Assessment of trends in global air pollution requires comprehensive information on concentrations over time for every country. This information is primarily based on ground monitoring (GM) from 9690 monitoring locations around the world from the WHO cities database for 2010–2016. However, there are regions in this may be limited if not completely unavailable, particularly for earlier years (see Supplementary Information). Even in countries where GM networks are well established, there will still be gaps in spatial coverage and missing data over time. The Data Integration Model for Air Quality (DIMAQ) supplements GM with information from other sources including estimates of PM2.5 from satellite retrievals and chemical transport models, population estimates and topography (e.g., elevation). Specifically, satellite-based estimates that combine aerosol optical depth retrievals with information from the GEOS-Chem chemical transport model 29 were used, together with estimates of sulfate, nitrate, ammonium, organic carbon and mineral dust 30 .

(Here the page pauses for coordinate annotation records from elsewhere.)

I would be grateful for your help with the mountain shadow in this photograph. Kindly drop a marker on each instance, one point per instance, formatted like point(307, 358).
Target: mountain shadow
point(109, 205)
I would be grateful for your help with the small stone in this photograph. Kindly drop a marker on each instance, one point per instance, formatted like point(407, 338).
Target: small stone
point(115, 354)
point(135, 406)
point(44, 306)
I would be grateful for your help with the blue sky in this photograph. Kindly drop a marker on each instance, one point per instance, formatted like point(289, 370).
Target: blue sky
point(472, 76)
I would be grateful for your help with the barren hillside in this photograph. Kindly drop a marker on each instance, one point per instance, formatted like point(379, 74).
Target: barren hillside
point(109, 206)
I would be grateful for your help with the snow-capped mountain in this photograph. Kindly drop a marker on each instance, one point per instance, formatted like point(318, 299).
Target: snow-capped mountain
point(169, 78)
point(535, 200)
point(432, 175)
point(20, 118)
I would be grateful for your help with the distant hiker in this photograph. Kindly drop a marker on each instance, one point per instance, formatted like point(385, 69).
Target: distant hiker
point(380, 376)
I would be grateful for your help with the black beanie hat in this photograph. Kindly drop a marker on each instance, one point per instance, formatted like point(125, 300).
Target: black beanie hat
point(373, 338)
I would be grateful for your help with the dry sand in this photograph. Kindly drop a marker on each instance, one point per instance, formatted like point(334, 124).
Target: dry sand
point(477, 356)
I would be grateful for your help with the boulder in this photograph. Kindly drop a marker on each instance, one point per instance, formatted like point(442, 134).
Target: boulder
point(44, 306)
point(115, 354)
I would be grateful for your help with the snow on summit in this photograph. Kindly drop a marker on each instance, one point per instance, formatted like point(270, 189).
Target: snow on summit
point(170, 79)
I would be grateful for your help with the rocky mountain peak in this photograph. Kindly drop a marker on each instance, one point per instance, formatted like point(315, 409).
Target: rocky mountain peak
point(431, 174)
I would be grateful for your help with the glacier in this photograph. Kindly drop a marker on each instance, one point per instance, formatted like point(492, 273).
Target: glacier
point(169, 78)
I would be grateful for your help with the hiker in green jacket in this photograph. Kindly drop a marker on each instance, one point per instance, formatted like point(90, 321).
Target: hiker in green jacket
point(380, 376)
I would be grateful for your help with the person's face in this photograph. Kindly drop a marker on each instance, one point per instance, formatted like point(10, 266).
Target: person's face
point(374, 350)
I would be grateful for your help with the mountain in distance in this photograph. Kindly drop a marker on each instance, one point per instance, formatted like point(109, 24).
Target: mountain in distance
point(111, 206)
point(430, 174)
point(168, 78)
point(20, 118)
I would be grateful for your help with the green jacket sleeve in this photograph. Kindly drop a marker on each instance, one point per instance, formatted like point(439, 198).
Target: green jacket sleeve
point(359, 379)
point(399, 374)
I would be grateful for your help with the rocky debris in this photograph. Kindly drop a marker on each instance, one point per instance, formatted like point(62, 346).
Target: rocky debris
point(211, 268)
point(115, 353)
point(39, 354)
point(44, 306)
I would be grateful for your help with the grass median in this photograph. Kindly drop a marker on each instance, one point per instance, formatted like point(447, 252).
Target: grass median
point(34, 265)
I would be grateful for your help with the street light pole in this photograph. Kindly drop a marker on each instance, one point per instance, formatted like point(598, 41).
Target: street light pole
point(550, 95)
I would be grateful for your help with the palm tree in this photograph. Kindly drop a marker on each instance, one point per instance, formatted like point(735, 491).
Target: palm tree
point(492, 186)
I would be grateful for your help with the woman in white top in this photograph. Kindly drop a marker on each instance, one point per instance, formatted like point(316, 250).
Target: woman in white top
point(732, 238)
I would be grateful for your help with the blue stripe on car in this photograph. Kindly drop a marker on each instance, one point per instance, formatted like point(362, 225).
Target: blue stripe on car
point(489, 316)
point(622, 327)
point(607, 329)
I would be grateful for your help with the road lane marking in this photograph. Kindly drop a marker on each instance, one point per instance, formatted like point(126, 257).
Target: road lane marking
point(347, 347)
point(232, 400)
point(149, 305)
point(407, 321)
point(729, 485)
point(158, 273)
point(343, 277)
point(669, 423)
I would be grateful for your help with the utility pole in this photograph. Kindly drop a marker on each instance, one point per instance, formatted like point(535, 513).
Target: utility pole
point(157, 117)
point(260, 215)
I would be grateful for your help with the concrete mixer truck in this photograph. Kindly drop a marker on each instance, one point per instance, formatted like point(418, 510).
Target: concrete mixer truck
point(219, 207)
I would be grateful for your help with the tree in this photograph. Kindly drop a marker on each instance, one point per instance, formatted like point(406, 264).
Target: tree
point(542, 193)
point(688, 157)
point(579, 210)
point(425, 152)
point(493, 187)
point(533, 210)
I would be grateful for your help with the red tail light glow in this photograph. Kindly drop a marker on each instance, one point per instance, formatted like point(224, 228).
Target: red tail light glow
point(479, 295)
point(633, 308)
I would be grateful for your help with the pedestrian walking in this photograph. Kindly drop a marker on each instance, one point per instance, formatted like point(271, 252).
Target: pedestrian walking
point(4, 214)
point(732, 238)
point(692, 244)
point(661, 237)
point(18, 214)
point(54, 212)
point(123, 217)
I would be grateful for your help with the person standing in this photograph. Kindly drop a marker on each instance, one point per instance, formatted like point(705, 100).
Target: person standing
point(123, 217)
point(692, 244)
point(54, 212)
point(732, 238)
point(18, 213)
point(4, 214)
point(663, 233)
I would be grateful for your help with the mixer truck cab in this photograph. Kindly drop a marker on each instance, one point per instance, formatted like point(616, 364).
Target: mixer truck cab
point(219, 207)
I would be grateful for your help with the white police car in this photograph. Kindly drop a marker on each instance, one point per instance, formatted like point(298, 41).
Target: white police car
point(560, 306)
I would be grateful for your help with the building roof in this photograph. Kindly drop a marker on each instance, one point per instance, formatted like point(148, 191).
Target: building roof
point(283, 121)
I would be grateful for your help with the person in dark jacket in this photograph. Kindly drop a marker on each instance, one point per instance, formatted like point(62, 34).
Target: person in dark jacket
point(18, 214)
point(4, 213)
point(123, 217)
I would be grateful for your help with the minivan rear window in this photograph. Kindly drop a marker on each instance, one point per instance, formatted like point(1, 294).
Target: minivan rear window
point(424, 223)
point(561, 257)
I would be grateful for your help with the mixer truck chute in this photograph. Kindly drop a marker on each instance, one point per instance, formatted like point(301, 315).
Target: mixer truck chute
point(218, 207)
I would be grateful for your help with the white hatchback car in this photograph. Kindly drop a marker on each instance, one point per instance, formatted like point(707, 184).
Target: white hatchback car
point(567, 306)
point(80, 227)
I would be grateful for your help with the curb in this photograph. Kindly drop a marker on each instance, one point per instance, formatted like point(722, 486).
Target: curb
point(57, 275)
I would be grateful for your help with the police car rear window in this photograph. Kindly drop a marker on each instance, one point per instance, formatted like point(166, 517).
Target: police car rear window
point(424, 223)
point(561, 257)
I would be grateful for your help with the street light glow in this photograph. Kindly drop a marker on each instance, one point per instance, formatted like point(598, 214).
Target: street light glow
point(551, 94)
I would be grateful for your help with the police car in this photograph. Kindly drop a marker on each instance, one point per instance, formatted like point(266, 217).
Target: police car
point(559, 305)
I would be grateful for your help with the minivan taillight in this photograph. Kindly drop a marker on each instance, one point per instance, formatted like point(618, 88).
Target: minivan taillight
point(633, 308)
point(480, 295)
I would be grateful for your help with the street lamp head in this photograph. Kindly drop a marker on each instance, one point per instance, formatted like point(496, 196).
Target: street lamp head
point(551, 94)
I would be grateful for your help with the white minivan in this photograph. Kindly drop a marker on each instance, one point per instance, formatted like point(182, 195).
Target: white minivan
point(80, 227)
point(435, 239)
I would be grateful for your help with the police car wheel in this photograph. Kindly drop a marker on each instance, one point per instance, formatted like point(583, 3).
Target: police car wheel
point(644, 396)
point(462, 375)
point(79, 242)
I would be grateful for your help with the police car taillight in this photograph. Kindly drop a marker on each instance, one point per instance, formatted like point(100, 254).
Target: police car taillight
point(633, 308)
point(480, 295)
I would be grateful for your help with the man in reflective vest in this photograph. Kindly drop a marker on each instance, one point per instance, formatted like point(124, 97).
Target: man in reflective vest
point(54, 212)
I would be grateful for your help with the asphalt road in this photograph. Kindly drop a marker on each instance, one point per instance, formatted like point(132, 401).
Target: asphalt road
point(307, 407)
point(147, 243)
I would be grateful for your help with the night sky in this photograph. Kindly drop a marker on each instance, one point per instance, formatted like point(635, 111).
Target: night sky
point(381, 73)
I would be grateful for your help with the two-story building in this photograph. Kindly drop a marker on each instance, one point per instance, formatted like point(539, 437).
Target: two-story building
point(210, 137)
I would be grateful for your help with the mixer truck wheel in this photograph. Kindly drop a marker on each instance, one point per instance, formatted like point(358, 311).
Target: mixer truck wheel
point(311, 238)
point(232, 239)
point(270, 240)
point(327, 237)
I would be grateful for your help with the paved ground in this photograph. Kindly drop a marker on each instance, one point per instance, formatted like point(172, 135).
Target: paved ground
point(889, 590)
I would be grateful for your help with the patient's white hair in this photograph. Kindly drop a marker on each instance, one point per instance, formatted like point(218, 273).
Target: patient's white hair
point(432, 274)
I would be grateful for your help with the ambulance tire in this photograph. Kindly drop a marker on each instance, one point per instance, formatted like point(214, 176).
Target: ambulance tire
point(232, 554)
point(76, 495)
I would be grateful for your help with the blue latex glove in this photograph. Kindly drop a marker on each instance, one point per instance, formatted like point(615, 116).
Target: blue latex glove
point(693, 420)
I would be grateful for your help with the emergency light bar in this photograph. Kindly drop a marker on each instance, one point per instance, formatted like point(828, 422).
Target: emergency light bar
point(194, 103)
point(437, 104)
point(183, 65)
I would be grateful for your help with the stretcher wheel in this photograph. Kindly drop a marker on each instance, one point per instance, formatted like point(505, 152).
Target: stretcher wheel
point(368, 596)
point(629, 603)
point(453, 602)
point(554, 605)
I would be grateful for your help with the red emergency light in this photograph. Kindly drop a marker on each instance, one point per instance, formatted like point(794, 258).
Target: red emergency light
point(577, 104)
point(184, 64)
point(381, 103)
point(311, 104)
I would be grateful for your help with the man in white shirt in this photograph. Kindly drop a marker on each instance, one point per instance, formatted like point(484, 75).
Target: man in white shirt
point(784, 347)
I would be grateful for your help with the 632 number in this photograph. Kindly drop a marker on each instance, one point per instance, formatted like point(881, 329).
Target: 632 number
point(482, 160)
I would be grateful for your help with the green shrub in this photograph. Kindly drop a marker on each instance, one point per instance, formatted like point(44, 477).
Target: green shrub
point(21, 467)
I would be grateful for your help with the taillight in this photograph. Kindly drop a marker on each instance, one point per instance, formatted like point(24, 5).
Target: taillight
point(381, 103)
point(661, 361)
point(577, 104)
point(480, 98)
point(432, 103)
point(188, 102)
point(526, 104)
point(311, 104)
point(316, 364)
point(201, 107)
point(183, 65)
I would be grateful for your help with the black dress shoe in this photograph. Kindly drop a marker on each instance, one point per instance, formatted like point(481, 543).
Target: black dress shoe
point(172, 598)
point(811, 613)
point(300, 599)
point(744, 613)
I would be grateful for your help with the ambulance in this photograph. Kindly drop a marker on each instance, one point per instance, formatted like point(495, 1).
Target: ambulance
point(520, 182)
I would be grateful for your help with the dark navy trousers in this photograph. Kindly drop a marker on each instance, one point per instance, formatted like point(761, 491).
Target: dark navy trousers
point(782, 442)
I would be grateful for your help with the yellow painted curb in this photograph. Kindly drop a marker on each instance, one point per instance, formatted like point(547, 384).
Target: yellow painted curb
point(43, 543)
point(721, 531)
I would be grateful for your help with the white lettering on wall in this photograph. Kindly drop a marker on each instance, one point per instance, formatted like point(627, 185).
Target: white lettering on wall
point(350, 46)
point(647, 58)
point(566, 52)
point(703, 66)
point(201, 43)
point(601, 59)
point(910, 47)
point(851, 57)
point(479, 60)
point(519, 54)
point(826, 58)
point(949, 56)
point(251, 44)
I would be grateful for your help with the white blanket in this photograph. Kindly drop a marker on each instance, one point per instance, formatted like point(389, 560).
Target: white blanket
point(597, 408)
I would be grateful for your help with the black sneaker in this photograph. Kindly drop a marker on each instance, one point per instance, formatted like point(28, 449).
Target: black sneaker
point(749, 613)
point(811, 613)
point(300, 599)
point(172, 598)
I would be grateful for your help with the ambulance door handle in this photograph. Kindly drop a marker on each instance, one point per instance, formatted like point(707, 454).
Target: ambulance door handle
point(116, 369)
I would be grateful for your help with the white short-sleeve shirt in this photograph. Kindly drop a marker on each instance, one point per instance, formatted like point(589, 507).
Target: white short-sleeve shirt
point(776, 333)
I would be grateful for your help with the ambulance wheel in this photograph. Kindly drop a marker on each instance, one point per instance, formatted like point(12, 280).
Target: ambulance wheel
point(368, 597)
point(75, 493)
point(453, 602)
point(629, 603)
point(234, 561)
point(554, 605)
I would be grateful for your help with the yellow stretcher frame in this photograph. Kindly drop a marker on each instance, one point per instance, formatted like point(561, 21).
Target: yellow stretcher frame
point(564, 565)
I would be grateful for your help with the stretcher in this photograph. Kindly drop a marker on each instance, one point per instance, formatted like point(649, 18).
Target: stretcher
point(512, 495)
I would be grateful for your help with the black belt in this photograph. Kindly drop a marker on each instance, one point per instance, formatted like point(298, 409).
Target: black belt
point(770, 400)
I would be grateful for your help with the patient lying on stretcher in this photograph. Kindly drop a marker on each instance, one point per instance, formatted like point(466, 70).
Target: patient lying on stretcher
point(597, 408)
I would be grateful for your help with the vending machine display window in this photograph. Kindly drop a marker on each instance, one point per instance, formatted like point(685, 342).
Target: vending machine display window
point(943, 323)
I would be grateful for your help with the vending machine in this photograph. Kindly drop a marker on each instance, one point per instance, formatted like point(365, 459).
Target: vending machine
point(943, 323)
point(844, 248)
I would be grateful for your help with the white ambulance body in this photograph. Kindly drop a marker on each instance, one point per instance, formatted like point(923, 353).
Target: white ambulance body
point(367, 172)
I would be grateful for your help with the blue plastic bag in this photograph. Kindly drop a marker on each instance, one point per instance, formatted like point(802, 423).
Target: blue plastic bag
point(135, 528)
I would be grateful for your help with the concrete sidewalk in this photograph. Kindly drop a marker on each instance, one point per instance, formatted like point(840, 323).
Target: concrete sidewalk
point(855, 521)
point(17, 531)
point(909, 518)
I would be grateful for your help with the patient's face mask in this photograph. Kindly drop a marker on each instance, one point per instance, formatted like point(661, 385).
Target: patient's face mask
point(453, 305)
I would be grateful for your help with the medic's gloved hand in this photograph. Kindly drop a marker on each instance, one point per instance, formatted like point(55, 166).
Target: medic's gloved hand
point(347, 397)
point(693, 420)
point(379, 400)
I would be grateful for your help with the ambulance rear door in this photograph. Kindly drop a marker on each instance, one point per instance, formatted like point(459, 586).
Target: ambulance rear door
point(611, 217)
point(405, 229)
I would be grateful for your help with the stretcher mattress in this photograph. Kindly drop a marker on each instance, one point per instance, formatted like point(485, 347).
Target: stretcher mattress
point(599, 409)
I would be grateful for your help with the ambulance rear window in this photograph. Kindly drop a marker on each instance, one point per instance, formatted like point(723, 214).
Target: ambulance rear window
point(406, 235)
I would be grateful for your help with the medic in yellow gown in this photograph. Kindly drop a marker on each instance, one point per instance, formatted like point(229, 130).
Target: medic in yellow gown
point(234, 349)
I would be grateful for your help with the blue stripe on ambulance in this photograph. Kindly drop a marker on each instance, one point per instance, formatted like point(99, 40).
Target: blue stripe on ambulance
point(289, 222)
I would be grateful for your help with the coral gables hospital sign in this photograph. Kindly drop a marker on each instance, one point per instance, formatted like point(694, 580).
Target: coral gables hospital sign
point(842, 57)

The most recent release of the WHO ambient air quality database, for the first time, contains data from GM for multiple years, where available The version of DIMAQ used here builds on the original version 11 , 30 by allowing data from multiple years to be modelled simultaneously, with the relationship between GMs and satellite-based estimates allowed to vary (smoothly) over time. The result is a comprehensive set of high-resolution (10 km × 10 km) estimates of PM2.5 for each year (2010–2016) for every country.

In order to produce population-weighted concentrations, a comprehensive set of population data on a high-resolution grid (Gridded Population of the World (GPW v4) database 31 ) was combined with estimates from DIMAQ. In addition, the Global Human Settlement Layer 32 was used to define areas as either urban, sub-urban or rural (based on land-use, derived from satellite images, and population estimates). A further dichotomous classification of whether grid-cells within a particular country were urban or rural (allocating sub-urban as either urban or rural) was based on providing the best alignment (at the country-level) to the estimates of urban-rural populations produced by the United Nations 27 .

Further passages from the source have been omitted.